More often than not, such restrictions will include a set time limit, a necessity to pay and display or a no-return policy. The terms and conditions of the car park should be displayed plainly and concisely on signs as you enter the car park and at extra points across the location, along with information about parking fees and any ensuing charges which could be incurred for failing to comply. If you collect a parking charge notice you ought to check that these terms are accurately displayed at the car park in question. If you discover they aren't, you may want to write to the company to appeal the charge.

The main disparity linking an official penalty charge issued by the establishment and a parking charge issued by a private company is that there is naught in criminal law to support a penalty or fine for parking on private land. For that reason they shouldn't be described as penalties or fines, although lots of parking operators will label their notices a Parking Charge Notice, which handily also abbreviates to PCN (what a coincidence!).

In issuing a Parking Charge Notice, the parking operator is relying on the law of contract to make an entitlement for compensation. The sum they ask for is to compensate for you breaching the contract you created when you parked on the land in question. According to the Citizen's Advice Bureau, this payment should be rational and in line with the loss suffered by the company, although extreme charges are common. This isn't a criminal matter despite any impression given to the contrary by the operator.

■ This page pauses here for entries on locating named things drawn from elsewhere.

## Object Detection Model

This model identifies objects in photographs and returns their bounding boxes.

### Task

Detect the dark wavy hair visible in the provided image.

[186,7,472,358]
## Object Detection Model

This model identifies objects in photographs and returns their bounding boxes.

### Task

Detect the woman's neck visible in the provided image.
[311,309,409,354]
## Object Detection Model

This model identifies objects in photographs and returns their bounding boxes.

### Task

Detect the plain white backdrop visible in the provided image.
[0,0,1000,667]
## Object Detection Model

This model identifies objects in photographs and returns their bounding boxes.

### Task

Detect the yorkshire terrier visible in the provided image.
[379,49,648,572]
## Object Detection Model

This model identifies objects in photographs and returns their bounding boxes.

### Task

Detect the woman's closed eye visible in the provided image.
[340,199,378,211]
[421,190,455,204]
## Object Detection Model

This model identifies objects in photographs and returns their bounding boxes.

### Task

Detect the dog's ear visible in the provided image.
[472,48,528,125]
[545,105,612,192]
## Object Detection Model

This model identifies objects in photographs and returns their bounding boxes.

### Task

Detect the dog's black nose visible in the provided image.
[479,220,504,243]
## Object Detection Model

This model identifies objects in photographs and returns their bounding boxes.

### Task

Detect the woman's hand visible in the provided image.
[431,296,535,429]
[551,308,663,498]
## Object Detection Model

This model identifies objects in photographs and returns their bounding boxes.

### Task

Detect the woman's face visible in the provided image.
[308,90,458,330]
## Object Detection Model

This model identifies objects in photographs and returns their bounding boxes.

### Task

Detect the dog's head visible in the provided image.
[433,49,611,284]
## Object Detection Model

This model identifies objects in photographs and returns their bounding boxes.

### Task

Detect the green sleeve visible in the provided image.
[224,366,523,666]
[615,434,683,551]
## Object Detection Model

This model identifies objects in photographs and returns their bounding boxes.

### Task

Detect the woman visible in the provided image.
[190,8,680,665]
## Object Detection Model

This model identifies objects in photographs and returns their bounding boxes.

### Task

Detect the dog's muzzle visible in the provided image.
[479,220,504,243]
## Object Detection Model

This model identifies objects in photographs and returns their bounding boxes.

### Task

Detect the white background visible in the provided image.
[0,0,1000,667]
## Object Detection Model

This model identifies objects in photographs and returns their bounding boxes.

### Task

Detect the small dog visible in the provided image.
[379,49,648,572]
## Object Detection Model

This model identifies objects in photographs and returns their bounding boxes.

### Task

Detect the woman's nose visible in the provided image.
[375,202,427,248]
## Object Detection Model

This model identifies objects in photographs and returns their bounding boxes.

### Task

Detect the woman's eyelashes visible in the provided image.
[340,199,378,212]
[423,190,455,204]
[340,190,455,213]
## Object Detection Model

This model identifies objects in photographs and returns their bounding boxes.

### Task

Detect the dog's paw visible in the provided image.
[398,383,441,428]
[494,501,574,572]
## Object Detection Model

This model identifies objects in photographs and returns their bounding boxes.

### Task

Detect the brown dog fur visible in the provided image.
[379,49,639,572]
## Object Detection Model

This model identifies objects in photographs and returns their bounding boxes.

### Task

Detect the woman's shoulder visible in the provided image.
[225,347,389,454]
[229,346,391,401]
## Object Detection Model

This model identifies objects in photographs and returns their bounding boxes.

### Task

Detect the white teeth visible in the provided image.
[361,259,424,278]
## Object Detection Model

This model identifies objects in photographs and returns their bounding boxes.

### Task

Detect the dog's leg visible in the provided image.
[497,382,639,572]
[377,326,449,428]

The operator has no right to recover a parking charge from you without first taking you to court, so if you believe there has been a lapse and you should not have been issued a ticket, you may want to dispute the charge with the parking company as soon as possible. You should ask them to offer proof of their argument against you. If you fail to reach an agreement with them, then, as with all civil matters, it is up to the parking company to bear out their case in court, but it is advisable to seek advice from the Citizens Advice Bureau or a solicitor before things get to this point. Take into account that the parking operator has to prove its case on the balance of probabilities.

It is also of great consequence to write down that, as things presently stand, the driver of the vehicle is the solitary person who can enter into a contract with the landowner. Thus if you weren't the person driving you may wish to inform the parking company of this straight away. Just because you are the registered keeper of the vehicle, you are under no legal obligation to supply the parking operator with any further information, as you would be with the police. In particular you do not have to identify the driver or supply his or her name and address.

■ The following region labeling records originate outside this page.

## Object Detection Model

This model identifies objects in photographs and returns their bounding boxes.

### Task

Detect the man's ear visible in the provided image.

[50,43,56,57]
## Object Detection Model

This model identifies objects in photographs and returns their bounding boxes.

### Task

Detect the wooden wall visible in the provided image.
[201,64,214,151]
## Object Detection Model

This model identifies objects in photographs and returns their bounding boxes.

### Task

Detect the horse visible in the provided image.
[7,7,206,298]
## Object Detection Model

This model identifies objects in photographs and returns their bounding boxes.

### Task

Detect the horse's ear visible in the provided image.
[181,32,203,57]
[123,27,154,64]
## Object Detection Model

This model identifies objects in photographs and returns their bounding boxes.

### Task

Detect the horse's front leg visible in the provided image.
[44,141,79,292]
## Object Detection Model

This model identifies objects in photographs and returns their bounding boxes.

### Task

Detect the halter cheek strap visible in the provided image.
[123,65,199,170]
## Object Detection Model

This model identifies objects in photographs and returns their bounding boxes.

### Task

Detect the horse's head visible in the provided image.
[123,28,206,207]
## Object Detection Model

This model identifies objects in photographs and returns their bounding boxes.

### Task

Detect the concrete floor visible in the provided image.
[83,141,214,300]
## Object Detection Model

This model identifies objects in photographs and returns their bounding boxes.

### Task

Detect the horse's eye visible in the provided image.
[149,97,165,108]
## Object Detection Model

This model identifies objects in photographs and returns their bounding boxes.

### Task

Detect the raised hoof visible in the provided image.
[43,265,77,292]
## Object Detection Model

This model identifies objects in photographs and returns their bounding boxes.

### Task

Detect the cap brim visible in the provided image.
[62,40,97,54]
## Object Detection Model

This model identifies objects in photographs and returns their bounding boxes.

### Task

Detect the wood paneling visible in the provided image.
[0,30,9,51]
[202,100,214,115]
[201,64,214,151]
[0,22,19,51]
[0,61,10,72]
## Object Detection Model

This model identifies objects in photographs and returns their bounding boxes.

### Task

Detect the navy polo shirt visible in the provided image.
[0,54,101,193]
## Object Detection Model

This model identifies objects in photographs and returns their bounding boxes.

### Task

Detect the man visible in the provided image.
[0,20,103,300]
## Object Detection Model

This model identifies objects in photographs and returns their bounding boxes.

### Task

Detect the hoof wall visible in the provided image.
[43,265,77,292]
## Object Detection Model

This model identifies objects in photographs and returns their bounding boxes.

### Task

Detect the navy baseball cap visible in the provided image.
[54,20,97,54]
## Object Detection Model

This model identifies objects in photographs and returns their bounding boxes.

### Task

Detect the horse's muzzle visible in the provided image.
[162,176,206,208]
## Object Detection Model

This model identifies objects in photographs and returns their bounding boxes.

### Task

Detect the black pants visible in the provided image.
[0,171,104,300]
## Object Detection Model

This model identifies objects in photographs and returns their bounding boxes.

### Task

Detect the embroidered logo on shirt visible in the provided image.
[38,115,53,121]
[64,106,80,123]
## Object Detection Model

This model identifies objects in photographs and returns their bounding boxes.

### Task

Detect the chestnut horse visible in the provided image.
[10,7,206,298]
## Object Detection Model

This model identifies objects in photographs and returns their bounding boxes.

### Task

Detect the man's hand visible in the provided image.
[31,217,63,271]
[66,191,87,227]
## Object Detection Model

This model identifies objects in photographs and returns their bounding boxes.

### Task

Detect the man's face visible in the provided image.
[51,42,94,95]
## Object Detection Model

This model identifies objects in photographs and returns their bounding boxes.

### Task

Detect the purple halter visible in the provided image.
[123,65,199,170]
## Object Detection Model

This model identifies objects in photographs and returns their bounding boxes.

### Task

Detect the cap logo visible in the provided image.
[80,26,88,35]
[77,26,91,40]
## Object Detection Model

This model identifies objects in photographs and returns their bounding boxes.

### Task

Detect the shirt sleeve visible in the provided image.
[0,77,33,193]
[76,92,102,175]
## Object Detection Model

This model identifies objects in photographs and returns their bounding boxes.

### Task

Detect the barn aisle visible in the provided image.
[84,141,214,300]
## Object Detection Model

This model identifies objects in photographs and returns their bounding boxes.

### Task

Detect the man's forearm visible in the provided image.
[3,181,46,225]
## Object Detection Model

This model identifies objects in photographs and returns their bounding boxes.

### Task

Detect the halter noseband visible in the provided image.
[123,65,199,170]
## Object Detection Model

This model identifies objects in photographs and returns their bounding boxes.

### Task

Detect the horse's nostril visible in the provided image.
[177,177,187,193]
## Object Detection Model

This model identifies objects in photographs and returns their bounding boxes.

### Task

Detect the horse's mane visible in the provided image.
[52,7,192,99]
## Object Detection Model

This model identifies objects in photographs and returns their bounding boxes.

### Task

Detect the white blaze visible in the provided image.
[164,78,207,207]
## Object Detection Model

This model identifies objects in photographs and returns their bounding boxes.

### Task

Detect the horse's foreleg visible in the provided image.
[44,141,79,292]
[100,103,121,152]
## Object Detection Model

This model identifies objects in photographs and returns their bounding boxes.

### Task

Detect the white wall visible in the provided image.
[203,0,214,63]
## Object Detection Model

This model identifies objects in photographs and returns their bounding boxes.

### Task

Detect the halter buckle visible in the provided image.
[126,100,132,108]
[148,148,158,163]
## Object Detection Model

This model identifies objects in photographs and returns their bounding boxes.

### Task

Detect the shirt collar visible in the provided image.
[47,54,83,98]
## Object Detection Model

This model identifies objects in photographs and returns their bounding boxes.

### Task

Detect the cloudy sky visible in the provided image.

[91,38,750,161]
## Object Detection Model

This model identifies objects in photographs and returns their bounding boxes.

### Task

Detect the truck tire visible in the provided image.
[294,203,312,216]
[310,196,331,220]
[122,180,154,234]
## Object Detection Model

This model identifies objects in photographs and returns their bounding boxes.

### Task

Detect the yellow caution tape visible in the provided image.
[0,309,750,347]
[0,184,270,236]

Indeed if you are certain that you have not parked in contravention of the rules of the car park, you do not have to contact the parking company if you do not wish to do so as the obligation is on the parking company to verify its case. However you should let them know that you contest the notice as if not, you can look forward to a series of letters from the company itself, debt collectors and solicitors, all warning of court action. However, the reality is that very few cases ever reach court because of the difficulties the private company has in proving its case. As a result, the letters usually stop. Even if a case does reach court, the company may have trouble convincing a judge that the charge is fair.

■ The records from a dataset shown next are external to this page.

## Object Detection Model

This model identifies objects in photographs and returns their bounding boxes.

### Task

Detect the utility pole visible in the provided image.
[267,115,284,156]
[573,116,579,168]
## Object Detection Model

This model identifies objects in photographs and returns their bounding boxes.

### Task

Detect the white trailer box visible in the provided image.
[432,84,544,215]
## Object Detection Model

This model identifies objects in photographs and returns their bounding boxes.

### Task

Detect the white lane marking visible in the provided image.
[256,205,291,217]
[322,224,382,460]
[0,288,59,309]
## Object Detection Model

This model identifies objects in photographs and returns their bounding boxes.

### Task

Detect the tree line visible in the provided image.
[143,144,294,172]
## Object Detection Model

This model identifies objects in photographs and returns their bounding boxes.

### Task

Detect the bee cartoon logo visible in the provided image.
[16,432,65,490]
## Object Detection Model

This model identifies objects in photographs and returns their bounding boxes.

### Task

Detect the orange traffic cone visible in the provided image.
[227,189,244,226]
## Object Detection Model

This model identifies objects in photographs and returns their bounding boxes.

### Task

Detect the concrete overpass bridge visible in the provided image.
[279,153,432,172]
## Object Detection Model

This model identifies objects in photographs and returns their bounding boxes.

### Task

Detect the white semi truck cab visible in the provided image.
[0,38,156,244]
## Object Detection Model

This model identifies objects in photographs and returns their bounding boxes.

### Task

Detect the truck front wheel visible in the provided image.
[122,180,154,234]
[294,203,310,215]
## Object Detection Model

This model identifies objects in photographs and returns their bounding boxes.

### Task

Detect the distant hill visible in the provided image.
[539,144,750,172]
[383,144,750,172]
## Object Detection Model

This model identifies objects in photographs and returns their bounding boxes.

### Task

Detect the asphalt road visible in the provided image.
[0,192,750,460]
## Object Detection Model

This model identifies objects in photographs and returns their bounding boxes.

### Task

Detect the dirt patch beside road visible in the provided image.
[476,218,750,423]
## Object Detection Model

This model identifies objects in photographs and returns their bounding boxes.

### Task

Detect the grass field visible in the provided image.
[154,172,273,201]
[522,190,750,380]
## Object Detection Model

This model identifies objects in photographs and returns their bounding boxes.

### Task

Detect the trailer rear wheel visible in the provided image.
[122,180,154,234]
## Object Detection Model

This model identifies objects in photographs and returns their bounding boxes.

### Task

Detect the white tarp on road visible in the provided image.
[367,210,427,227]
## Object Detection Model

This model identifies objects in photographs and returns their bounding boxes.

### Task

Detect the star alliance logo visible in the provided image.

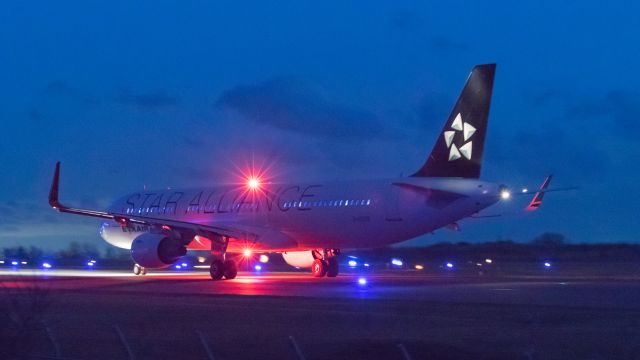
[444,113,476,161]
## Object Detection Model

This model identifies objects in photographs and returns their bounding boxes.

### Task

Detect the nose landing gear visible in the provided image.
[209,236,238,280]
[311,249,340,277]
[133,264,147,276]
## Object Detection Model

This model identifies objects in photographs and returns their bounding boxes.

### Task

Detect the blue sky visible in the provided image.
[0,1,640,248]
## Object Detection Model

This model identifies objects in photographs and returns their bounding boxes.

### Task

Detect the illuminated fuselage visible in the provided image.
[101,177,500,251]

The bottom line is it is going to be very hard for these companies to show you are a guilty party in this. In 99.99% of cases the best thing to do is rip up the ticket and throw it away. We would recommend not to contact the company (as you are handing them your details) or waste your time and money consulting a solicitor. Most of these companies do not provide proper signage - in other words they are easy to miss when you are busy thinking of all the stuff you want to purchase.